Hello and welcome, otherworldly!


----------



## DeathTouch (Sep 6, 2005)

Hey, I remember you. It has been some time since I have seen you. Welcome.


----------



## trishaanne (Aug 20, 2005)

Welcome to the forum.


----------



## otherworldly (Jul 25, 2006)

Thanks guys! What a wonderful, warm welcome!


----------



## Death's Door (Mar 22, 2006)

Welcome to our forum otherworldly. I hope you can put up with the crazies here.


----------



## Dreadnight (Jul 9, 2006)

Otherworldly - Welcome to the group!

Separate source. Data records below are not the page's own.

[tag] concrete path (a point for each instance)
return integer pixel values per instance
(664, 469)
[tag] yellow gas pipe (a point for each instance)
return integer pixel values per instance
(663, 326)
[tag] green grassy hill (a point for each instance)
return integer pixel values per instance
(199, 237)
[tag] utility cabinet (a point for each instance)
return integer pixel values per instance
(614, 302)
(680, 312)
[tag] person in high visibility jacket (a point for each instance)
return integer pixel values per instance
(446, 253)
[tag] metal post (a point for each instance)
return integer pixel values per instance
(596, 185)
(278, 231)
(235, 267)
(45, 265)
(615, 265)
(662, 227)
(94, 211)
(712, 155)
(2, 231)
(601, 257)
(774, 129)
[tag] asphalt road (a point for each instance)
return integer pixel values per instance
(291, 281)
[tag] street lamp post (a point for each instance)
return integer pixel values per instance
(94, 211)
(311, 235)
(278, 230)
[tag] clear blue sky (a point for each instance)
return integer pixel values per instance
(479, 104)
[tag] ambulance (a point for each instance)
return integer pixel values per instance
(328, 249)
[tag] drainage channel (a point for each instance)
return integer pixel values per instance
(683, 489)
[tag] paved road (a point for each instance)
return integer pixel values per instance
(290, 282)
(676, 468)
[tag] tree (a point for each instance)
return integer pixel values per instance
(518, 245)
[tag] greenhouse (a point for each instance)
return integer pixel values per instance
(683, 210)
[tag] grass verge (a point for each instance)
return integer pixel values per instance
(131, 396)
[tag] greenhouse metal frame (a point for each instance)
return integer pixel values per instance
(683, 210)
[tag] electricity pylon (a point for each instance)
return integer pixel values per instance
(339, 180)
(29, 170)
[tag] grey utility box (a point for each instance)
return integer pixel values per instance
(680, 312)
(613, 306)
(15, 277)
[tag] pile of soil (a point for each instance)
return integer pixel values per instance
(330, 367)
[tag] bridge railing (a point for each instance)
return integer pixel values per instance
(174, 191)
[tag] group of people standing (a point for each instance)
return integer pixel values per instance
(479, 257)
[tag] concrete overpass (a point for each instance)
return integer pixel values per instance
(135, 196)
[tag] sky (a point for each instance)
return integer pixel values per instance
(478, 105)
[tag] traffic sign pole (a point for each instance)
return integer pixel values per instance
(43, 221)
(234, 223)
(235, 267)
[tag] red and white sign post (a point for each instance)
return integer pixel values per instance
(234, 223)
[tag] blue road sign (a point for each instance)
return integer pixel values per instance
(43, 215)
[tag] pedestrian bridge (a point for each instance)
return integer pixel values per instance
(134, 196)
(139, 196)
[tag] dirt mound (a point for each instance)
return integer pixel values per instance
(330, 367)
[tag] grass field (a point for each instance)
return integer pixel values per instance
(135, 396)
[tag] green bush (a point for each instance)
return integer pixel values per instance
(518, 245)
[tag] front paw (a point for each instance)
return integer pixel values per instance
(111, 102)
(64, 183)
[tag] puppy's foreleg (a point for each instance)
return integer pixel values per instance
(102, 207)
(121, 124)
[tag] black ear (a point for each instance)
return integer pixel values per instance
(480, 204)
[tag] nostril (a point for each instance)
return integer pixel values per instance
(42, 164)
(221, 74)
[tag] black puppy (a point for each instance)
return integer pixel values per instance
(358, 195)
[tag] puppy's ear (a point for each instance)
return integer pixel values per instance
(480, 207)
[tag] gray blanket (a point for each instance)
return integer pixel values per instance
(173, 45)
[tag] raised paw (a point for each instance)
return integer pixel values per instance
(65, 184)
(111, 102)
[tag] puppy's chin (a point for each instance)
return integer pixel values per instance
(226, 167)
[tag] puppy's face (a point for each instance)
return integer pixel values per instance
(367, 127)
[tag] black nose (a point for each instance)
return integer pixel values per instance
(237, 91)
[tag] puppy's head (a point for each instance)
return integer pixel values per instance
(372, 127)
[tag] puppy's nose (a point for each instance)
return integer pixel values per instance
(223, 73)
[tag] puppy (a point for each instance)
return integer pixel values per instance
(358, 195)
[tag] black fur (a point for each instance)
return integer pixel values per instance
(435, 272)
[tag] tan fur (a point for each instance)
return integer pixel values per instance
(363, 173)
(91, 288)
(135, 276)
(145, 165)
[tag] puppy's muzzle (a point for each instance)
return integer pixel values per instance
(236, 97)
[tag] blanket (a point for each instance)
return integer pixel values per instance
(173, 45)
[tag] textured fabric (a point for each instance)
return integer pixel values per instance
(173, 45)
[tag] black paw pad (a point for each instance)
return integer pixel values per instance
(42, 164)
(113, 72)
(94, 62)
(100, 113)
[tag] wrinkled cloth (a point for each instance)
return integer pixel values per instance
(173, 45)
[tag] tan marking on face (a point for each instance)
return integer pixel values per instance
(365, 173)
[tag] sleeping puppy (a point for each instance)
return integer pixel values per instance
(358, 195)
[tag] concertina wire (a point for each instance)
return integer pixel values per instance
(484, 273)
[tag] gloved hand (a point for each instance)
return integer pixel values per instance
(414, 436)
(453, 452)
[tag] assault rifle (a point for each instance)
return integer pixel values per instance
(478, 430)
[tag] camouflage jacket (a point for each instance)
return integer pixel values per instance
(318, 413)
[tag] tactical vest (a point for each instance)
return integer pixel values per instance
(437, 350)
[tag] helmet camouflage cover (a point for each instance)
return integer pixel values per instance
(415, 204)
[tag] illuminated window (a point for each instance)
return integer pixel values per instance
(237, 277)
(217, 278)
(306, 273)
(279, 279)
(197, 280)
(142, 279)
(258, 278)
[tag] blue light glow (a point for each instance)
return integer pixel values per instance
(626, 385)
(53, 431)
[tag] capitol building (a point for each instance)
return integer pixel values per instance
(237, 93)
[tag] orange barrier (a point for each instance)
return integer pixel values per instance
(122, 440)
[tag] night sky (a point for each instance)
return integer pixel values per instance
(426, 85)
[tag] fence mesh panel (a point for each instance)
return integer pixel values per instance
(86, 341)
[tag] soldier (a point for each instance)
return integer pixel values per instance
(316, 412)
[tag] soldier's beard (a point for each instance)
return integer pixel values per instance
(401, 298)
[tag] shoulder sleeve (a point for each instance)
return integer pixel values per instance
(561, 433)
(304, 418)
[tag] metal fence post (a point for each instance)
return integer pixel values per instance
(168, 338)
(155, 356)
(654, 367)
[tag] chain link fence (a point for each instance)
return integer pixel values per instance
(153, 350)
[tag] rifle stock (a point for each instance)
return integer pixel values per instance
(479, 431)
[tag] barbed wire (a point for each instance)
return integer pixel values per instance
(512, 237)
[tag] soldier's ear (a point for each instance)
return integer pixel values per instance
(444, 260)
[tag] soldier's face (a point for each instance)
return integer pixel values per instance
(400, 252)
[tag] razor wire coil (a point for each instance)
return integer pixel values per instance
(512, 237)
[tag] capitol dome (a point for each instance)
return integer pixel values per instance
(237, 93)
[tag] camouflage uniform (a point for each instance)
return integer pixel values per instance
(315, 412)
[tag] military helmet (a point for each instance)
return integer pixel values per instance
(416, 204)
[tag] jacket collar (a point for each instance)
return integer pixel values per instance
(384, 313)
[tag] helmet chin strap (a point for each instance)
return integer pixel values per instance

Look forward to swapping trade secrets with you :jol:


----------



## roadkill (May 11, 2006)

Welcome to the group Otherworldly.


----------



## Anachronism (Apr 22, 2004)

Welcome to the Board otherworldly


----------



## Sinister (Apr 18, 2004)

Welcome to this bastion of madness.


----------



## Hella (Feb 6, 2006)

Welcome Otherworldly, Glad to have you here.


----------



## Hauntiholik (May 17, 2006)

Welcome to the darkside otherworldly!!


----------



## turtle2778 (Jul 9, 2006)

Welcome...you are among fiends...I mean friends...HAHAHAH


----------



## Dr Morbius (Sep 21, 2004)

Welcome OW!! Glad to have you. Here.


----------